Le parti sarebbero titolari di un mero potere sollecitatorio, anche in presenza di pareri tecnici da loro
prodotti.
Esistono tre fasi: l’ammissione, l’acquisizione e la valutazione della prova.
Le operazioni peritali si distinguono di regola in due fasi: le operazioni preliminari alla perizia e le operazioni
peritali vere e proprie. Le operazioni preliminari alla perizia sono importanti perché è di dominio esclusiva
del giudice che tramite un’ordinanza di ammissibilità sceglie il professionista e si avrà la nomina del
soggetto con di conseguenza alcune fasi procedurali.
I requisiti per questa fase è che All’udienza fissata per il conferimento affidato al perito, il giudice, accertate
sue generalità, verifica le condizioni di incapacità o incompatibilità previste dalla legge, lo avverte degli
obblighi e delle responsabilità previste alla legge penale. (da appositi albi specifici che per la prova digitale
non esistono ancora ma viene valutato il cv tecnico abilitato alle prove digitali).
Esistono degli obblighi di responsabilità prevista dalla legislazione penale che è l’obbligo di attendere a
questo assolvimento dell’incarico disposto dal giudice e soprattutto vi è una sorta di un giuramento di
attendere correttamente alle richieste che l’autorità giudiziaria per reprimere il reato ed accertare i fatti di
reato richiede ai fini e della collaborazione di soggetti che sono provvisti di requisiti di professionalità.

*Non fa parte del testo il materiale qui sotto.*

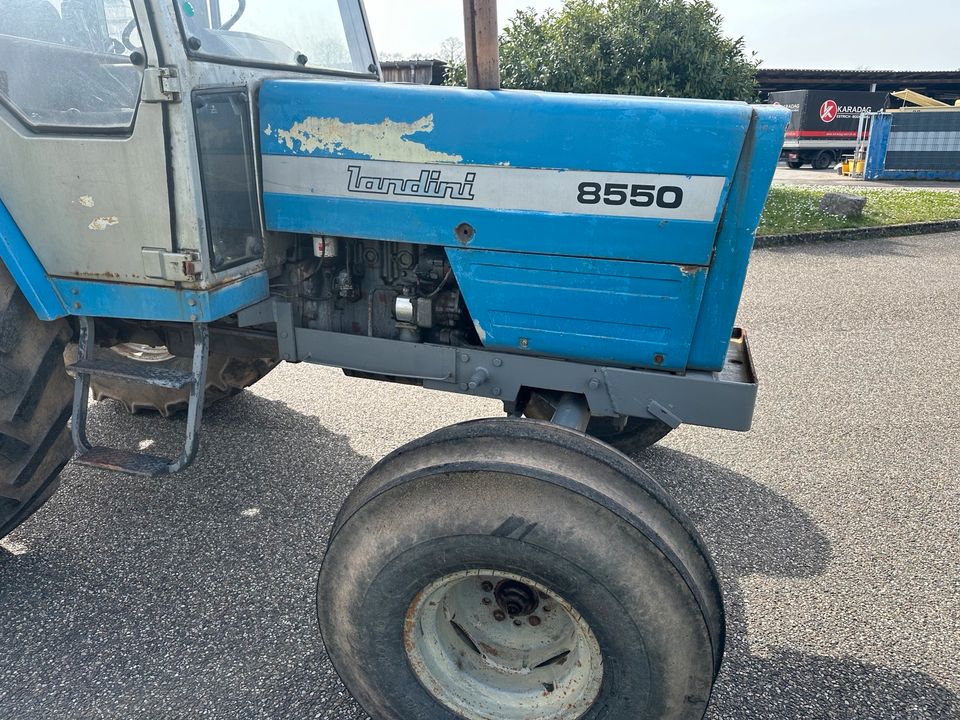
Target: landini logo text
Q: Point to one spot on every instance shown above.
(427, 185)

(come esempio nella testimonianza il testimone deve dire il vero essendo un soggetto terzo qui il perito è
un soggetto terzo al procedimento ma soprattutto c’è un obbligo di collaborare con la giustizia (più serrata
rispetto alla testimonianza). L’eventuale non ottemperanza implicherà una responsabilità prevista dalla
legge penale cioè omissione di atti d’ufficio, abuso d’ufficio, favoreggiamento…

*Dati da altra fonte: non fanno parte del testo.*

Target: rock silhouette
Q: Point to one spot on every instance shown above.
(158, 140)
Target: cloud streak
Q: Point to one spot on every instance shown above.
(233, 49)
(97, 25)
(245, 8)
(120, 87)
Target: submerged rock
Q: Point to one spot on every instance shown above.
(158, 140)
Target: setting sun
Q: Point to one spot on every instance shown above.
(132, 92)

Il perito, regolarmente citato, deve comparire innanzi al giudice nel giorno, nell’ora e nel luogo indicato.
Salvo il legittimo impedimento, in difetto il giudice potrà disporre l’accompagnamento coatto (art. 133
c.p.p.) con condanna al pagamento di una somma in favore della cassa ammende e delle spese alla quale la
mancata comparizione ha dato causa.
In caso di legittimo impedimento, il giudice, valutata l’urgenza, potrà disporre l’audizione del perito nel suo
domicilio (art. 502 c.p.p.).
Andando oltre vediamo che i quesiti del giudice devono essere formulati con precisione e chiarezza
(l’imprecisione del quesito comporta una mera irregolarità e non una nullità).

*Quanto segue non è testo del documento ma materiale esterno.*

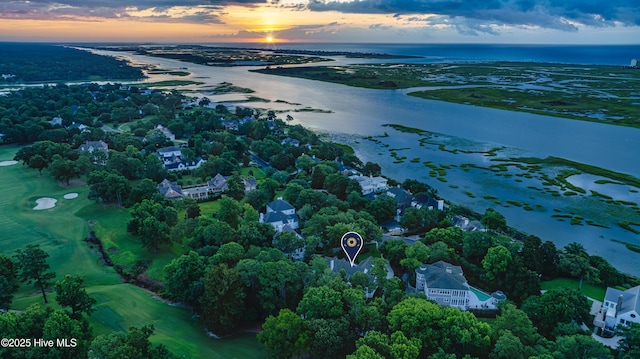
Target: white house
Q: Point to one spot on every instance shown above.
(619, 307)
(280, 214)
(172, 160)
(371, 184)
(443, 283)
(165, 131)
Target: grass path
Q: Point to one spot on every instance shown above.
(60, 231)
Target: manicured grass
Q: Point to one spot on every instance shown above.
(60, 232)
(258, 173)
(125, 305)
(591, 291)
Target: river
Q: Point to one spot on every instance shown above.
(358, 112)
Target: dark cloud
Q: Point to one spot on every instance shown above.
(208, 10)
(476, 15)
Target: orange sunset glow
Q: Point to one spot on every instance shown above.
(317, 21)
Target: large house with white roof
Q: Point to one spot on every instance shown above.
(619, 307)
(443, 283)
(172, 159)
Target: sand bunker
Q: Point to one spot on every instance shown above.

L’indecisione determina una ricaduta nella nullità? Molta dottrina si basa sul diritto di difesa ed andiamo
sulla nullità. Sappiamo che abbiamo delle nullità assolute, relative ed intermedie. L’art. 177 c.p.p. parla di
tassatività delle nullità cioè che tutte le norme processuali in materia di perizia non indicando, a pena di
nullità, l’imprecisione della domanda questo comporta necessariamente che la nullità non può essere
applicata. Se abbiamo una violazione, non tipizzata, possiamo attingere dall’art. 178 in tema di nullità
assolute, andando a scorrere la norma, ne troviamo le 3 classiche tipologie di soggetti che intervengono nel
processo (mancato esercizio della funzione penale ergo PM, non vi è il numero di giudici e capacità del
giudice necessari, una parte della dottrina parla dell’esercizio diritto di difesa difficile da provare perché non
è da iniziativa da parte ma dal giudice che si conforma al perito e quindi la nullità qui non è configurabile.
A questo punto andiamo sul piano della mera irregolarità e cioè dopo aver disposta la perizia, il giudice può
adottare dei provvedimenti accessori (artt. 75 e 76 disp.att c.p.p.).
Dopo il conferimento dell’incarico, il perito deve procedere immediatamente ai necessari accertamenti e
rispondere ai quesiti con parere messo a verbale (art. 227 c.p.p.) quindi qui vige il principio della scrittura.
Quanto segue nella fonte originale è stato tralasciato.